Außenminister Guido Westerwelle will in letzten Tagen seiner Amtszeit die Opposition um Boxweltmeister Wladimir Klitschko stärken.
Sein übermächtiger Vorvorgänger macht gerade als Werbe-Galionsfigur für das BMW-Elektroauto von sich reden. In den Internetforen trug dies Joschka Fischer, einem gelernten Taxifahrer, reichlich Häme ein. „Isch bin überzeugt“, sagt der grüne Lobbyist in dem Spot – eine Verballhornung seines Diktums „I am not convinced“, das er im Vorfeld des Irak-Kriegs US-Verteidigungsminister Donald Rumsfeld hingeworfen hatte.
An Spott ist Guido Westerwelle, der deutsche Noch-Außenminister mit Ablaufdatum höchstwahrscheinlich noch im Dezember, hingegen seit Beginn seiner Karriere gewohnt, als er als Yuppie die Karriereleiter der FDP hinaufkletterte. Die deutschen Medien degradierten den flotten Parteichef mit dem flinken Mundwerk samt seinem blau-gelben „Guidomobil“ zur Witzfigur.
Umso mehr genoss der Minister jetzt die Ovationen der Demonstranten auf dem Maidan, dem Unabhängigkeitsplatz in Kiew, als er an der Seite des Boxweltmeisters Wladimir Klitschko in die Menge eintauchte. Die Ukraine, eine Anbindung an Europa, eine Freilassung der umstrittenen Polit-Ikone Julia Timoschenko: Dies ist die letzte Mission Guido Westerwelles bei seiner Abschiedstour.
Im Schatten des Übervaters Genscher
2009 führte Westerwelle die Liberalen zu einem gloriosen Wahlsieg, als Außenminister verblasste indes der Glanz rasch. Im Schatten Fischers und des liberalen Übervaters Hans-Dietrich Genscher gelang Westerwelle das Kunststück, an Popularität einzubüßen – was allerdings auch den Bedeutungsverlust des Amts widerspiegelt. Die Europa-Politik riss Kanzlerin Angela Merkel ohnehin als Chefsache an sich. Viel hat Westerwelle nicht zuwege gebracht, die Stimmenthaltung zum Libyen-Krieg vor zwei Jahren blieb als Blamage für die deutsche Außenpolitik in Erinnerung.
In den letzten Tagen seiner Amtszeit versucht der Außenminister noch an Statur zu gewinnen. Er will einen Akzent setzen, womöglich einen Kontrapunkt zu seinem präsumtiven Nachfolger – und ironischerweise auch Vorgänger – Frank-Walter Steinmeier (SPD), einem Protegé des Putin-Freundes Gerhard Schröder. Zumindest in puncto Ukraine hat sich Westerwelle vorgenommen, eine politisches Testament zu hinterlassen.
Schon im Oktober, kurz nachdem die FDP zum ersten Mal in ihrer Geschichte aus dem Bundestag geflogen war, reiste er nach Kiew, um eine Ausreise der inhaftierten Oppositionellen und Ex-Ministerpräsidentin Timoschenko zu erreichen. Die Behandlung der Politikerin an der Berliner Charité platzte am Ende dann doch noch.

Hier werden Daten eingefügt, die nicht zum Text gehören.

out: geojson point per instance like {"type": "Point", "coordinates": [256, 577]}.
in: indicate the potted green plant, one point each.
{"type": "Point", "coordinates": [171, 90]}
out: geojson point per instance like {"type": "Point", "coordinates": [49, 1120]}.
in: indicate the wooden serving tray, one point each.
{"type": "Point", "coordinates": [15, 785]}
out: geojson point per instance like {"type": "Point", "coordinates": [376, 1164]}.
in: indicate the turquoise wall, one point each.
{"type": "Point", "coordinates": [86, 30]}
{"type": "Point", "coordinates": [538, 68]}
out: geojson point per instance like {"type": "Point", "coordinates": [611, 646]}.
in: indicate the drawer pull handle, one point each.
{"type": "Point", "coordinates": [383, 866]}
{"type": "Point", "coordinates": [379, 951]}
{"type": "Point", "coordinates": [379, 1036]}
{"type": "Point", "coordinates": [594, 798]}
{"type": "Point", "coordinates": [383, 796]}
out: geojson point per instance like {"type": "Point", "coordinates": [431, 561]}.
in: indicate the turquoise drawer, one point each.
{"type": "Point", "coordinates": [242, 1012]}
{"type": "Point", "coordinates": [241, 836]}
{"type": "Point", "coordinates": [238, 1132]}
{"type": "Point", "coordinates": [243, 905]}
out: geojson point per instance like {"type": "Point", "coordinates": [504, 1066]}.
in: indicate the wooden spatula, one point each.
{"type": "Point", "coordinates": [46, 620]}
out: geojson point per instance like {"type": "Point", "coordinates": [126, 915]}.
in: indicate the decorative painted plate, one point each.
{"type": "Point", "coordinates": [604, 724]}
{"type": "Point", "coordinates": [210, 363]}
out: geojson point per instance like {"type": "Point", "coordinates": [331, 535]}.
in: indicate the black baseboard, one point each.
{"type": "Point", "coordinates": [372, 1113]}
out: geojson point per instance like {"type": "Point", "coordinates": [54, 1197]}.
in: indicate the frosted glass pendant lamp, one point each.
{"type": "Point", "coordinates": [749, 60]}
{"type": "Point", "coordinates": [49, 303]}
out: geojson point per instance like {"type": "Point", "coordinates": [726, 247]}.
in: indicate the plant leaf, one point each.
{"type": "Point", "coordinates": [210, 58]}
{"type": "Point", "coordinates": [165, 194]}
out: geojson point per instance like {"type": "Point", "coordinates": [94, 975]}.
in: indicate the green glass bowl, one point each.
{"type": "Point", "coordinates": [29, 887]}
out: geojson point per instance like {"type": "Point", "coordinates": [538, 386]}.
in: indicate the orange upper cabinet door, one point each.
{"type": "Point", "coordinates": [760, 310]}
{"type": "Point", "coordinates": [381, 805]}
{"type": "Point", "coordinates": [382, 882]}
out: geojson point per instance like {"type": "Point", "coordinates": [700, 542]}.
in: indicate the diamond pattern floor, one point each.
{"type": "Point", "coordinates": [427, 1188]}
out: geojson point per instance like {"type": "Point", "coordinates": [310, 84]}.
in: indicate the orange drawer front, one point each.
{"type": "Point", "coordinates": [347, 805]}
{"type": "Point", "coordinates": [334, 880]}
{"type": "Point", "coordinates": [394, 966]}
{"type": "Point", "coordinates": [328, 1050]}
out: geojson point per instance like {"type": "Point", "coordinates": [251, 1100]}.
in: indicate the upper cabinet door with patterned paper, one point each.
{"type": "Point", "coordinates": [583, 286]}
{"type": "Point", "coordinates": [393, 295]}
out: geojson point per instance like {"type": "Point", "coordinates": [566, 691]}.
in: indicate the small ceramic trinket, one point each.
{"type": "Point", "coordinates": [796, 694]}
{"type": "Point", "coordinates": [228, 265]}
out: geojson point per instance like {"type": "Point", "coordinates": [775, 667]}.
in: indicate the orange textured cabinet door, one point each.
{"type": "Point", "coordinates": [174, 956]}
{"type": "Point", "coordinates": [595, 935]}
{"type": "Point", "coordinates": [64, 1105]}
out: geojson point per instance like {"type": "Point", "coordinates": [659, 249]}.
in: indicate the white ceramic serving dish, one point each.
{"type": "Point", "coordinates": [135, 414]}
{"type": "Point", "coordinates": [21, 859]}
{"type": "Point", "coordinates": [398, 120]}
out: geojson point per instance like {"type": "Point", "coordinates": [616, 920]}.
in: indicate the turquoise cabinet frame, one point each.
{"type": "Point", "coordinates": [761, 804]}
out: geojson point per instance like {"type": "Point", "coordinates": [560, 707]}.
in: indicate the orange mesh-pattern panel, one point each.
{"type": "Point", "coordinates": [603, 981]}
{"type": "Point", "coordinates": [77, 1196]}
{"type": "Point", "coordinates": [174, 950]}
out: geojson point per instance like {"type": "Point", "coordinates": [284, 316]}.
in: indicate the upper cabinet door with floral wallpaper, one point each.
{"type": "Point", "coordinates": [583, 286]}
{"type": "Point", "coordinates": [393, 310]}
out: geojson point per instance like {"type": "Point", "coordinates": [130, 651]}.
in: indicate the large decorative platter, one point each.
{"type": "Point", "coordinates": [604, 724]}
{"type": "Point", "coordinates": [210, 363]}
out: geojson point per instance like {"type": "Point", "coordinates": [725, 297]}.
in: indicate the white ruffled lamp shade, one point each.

Zur OSZE-Tagung kam Westerwelle nun erneut in die ukrainische Hauptstadt, um seine Solidarität mit den liberalen Kräften zu demonstrieren. „Wir sind als Europäer zu Europäern gekommen“, betonte er nach einem Treffen mit Oppositionsführern, darunter Vitali Klitschko, einem Nationalhelden des zerrissenen Landes. Vitali Klitschko, ein Teil des insbesondere in Deutschland populären boxenden Brüderpaars, fordert Präsident Viktor Janukowitsch für die Wahl 2015 zum Duell auf – und rief den noch in China weilenden Staatschef zu einem klärenden Gespräch auf.
In Moskau signalisierte derweil ein Berater des russischen Präsidenten Putin Milde gegenüber Polit-Häftlingen wie dem früheren Öl-Magnaten Michail Chodorkowskij und zwei Mitgliedern der Punk-Band Pussy Riot. Vor Beginn der Winterspiele in Sotschi im Februar, so die Spekulation, könnten sie in den Genuss einer Amnestie gelangen. Dies imponierte Westerwelle allerdings wenig. Indirekt übte er in Kiew scharfe Kritik an Russland, weil es gegenüber der Ukraine Druck ausgeübt und eine Drohkulisse aufgebaut habe.
In der Heimat übernimmt beim FDP-Parteitag am Wochenende Christian Lindner die Partei. Westerwelle wird beim Neustart keine Rolle mehr spielen, das Angebot für die Spitzenkandidatur bei der Europawahl schlug er aus. Weihnachten wird er mit seinem Lebensgefährten in Mallorca feiern.